De novo genome assembly statistics
| NCYC 4144 | NCYC 4145 | NCYC 4146 | ||||
|---|---|---|---|---|---|---|
| Primary contigs | Haplotigs | Primary contigs | Haplotigs | Primary contigs | Haplotigs | |
| Length (bp) | 14,699,875 | 12,507,746 | 15,453,953 | 13,773,744 | 15,483,668 | 13,063,188 |
| Count | 9 | 68 | 17 | 101 | 18 | 84 |
| GC (%) | 33.6 | 33.51 | 33.68 | 33.49 | 33.59 | 33.55 |
| N50 (bp) | 1,942,916 | 254,098 | 1,652,457 | 174,215 | 1,284,452 | 248,397 |
Figure 2Diploid assemblies of C. albicans generated in this study (y-axis) aligned to the reference strain SC5314 (x-axis). For each chromosome that is labeled on the x-axis the primary contigs and haplotigs are stacked, with the primary contigs always placed first in the lower portion of each plot. Darker vertical grid lines demarcate chromosome limits, and horizontal lines show gaps between contigs. Note that the primary assemblies (lower diagonals for each chromosome) are nearly gapless. These dot plots display only alignments that are at least 20 kb in length and aligned segments are colored by percent identity with SC5314.

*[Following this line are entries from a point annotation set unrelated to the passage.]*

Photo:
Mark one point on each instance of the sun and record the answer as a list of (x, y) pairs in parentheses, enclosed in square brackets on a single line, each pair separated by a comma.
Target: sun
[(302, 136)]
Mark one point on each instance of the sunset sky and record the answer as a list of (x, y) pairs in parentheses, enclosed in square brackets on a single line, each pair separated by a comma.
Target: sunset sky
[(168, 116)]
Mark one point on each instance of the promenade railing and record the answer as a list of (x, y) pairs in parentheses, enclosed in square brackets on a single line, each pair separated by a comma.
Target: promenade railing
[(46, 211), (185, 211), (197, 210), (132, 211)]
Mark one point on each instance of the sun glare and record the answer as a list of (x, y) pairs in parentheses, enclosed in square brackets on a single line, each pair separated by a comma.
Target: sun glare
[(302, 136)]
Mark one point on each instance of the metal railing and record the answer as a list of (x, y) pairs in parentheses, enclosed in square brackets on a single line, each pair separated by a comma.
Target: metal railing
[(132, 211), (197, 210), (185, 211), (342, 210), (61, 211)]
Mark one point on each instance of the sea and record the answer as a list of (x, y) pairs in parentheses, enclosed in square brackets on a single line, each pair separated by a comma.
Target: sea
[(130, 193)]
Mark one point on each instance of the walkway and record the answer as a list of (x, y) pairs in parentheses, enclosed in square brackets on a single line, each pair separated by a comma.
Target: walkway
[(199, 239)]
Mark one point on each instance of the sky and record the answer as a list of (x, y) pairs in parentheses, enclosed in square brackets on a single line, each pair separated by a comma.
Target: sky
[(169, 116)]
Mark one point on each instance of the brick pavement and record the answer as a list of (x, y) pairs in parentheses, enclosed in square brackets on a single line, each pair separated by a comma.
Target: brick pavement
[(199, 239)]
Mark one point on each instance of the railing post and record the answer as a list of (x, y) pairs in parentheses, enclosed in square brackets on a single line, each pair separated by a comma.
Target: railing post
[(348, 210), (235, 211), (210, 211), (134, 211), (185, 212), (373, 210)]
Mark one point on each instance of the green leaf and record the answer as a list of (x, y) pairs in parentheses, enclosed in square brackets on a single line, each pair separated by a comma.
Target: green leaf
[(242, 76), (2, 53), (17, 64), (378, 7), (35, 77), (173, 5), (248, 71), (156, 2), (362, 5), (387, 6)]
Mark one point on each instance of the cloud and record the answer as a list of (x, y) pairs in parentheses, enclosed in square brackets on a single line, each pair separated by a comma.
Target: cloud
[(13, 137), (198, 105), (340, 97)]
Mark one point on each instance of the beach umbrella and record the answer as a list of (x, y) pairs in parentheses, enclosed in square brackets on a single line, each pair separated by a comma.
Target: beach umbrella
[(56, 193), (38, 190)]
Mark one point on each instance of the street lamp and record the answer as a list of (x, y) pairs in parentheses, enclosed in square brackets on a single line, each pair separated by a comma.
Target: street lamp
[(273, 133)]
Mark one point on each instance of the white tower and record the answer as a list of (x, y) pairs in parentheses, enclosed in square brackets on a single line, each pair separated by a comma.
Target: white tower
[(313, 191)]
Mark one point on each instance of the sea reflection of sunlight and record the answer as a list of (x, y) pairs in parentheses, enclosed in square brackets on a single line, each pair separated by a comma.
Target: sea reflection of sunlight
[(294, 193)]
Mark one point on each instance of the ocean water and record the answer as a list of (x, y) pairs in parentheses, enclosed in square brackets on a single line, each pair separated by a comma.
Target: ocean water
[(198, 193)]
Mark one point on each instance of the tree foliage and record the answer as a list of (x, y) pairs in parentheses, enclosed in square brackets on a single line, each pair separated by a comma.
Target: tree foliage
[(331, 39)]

BUSCO scores for the primary contigs of C. albicans de novo assemblies. Values represent percentages and numbers inside parentheses indicate absolute number of genes for each category
| BUSCO category | NCYC 4144 | NCYC 4145 | NCYC 4146 | |||
|---|---|---|---|---|---|---|
| Primary | Haplotigs | Primary | Haplotigs | Primary | Haplotigs | |
| Complete | 97.1 (1660) | 79.2 (1355) | 96.2 (1647) | 88.2 (1510) | 96.9 (1659) | 84.3 (1442) |
| Single-copy | 96.6 (1652) | 78.8 (1348) | 92.3 (1580) | 87.8 (1503) | 93.3 (1597) | 83.9 (1435) |
| Duplicated | 0.5 (8) | 0.4 (7) | 3.9 (67) | 0.4 (7) | 3.6 (62) | 0.4 (7) |
| Fragmented | 1.3 (23) | 2.1 (36) | 1.5 (26) | 2.6 (44) | 1.0 (17) | 2.0(35) |
| Missing | 1.6 (28) | 18.7 (320) | 2.3 (38) | 9.2 (157) | 2.1 (35) | 13.7 (234) |
The Saccharomycetales ortholog gene set v9 was used in this analysis and comprises a total of 1,711 genes.
Figure 3Depth of contig coverage for three diploid C. albicans assemblies mapped to the haploid reference genome (strain SC5314). Black boxes below each coverage plot highlight the regions defined as loss of heterozygosity in Bensasson and generally correspond to regions of contig depth of coverage = 1.
Figure 4Structural polymorphisms in the diploid assemblies of chromosome 3 aligned to the haploid reference genome (strain SC5314) at a previously known locus (van het Hoog ; Todd ). (A) Dot plots of both primary contigs and haplotigs showing a small homozygous inversion in strain NCYC 4144 followed by a large heterozygous inversion. In strain NCYC 4146, the small inversion is heterozygous and the large inversion is homozygous, while NCYC 4145 is homozygous for both inversions. Both the small and the large inversion are flanked by inverted repeats, which are more easily recognized on the dot plots when the intervening inversions are absent (the NCYC 4144 or NCYC 4146 haplotigs). (B) Contig alignment depth over the same region. The inverted repeats on both sides of the two polymorphic inversions show the increased contig alignment depth expected for repeats.